The layers should be reduced.

Management and supervision

Abolition of the three taxes and other fees from farmers means the central and local governments must supply funds for rural public products through transfer payments, a practice in which the central or provincial governments use part of its tax revenue from developed regions or areas with rich resources to subsidize local governments, especially those in poor areas.

As transfer payments are a "free lunch", the government will have to bolster management and supervision to improve the fund efficiency.

Otherwise, it will become a big financial burden for the central and provincial governments and create huge debts for government.

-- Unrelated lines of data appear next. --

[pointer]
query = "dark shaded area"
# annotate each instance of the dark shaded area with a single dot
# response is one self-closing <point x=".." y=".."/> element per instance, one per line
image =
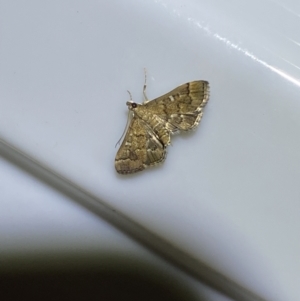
<point x="109" y="279"/>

The government should strictly set the number of people for the administrative organs and set these people's payment standard.

A system to measure the achievements of the people in these organs and an accountability system should be established.

A system for ordinary people to supervise public servants should also be established.

Transfer payment system

After abolishing the three taxes, the central government will have to decide who will be responsible for the transfer payment.

For example, who will be responsible for supplying funds for rural compulsory education?

International practices suggest that a rural grassroots government should be responsible for that.

The central, provincial and prefectural governments should combine taxes from the developed areas and areas with rich resources and offer subsidies for providing public services such as compulsory education in underdeveloped areas.

Since China initiated the tax co-sharing (between the central and local governments) system reform in 1994, the finance transfer payment system was on-track towards becoming international practice.

However, establishment and improvement of the transfer payment system lags behind economic development and the economic system reform.

The government should take the opportunity of abolishing the three rural taxes to actively push forward transfer payment system reform.

Unified tax system

From a long-term point of view, the government needs to decide whether it wants to make rural areas tax free after it abolishes the three taxes.

China is a country with large disparity. Big gaps exist between different areas and different occupations. Rural people earning a high income should pay taxes. This is required by the tax law.

Presently, different views exist concerning the unification of the tax system in the rural and urban areas.

A unified tax system will also force the government to consider how to collect taxes such as value-added taxes and income taxes in rural areas. The government needs to do a lot of research to design a new tax system plan.